Aluminum foil was first developed at the beginning of the 20th century, with early commercial uses as bands for indentifying racing pigeons and later as packaging for LifeSavers candy.
My mother tells me that after WWII, aluminum foil became the hottest item every homemaker wanted and used in her kitchen. So popular, that for one of the local women's clubs luncheons, she and her table decor committee covered bread loaf pans with aluminum foil (for the sparkle effect) and filled them with fresh flowers, causing resounding oooo's and aaaaaaah's. This was also about the time that aluminum trays were designed and frozen dinners became another must-have household item. Aluminum became an American household institution.
I have a love/hate relationship with aluminum foil. I, too, have used it for reasons other than cooking and storage purposes. I've made crowns and stars by covering carboard with the stuff. I've put it on the end of an antenna to get better TV reception and wadded it into balls for cat toys. I have even made little frilly aluminum leggings for a crown roast of pork.

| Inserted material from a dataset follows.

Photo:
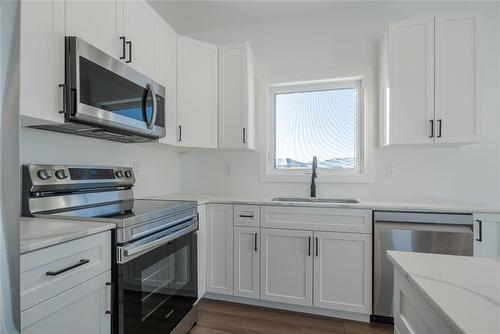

Many restaurants purchase bulk potatoes wrapped in aluminum foil. There is no question that Idaho or sweet potatoes are tastier when roasted in the foil. But, invariably, the restaurants will never take the time to remove the foil before serving them. Even worse, the cook will slice the potato open while the foil is still on it, delivering slivers of aluminum into the potato opening to be found only after taking one's first bite.
Now an American restaurant chain, Cracker Barrel, is serving dinners in foil to their customers.
No thanks. If I'm dining out, I want real plates. And if I want heavy metal, I'll go to a concert.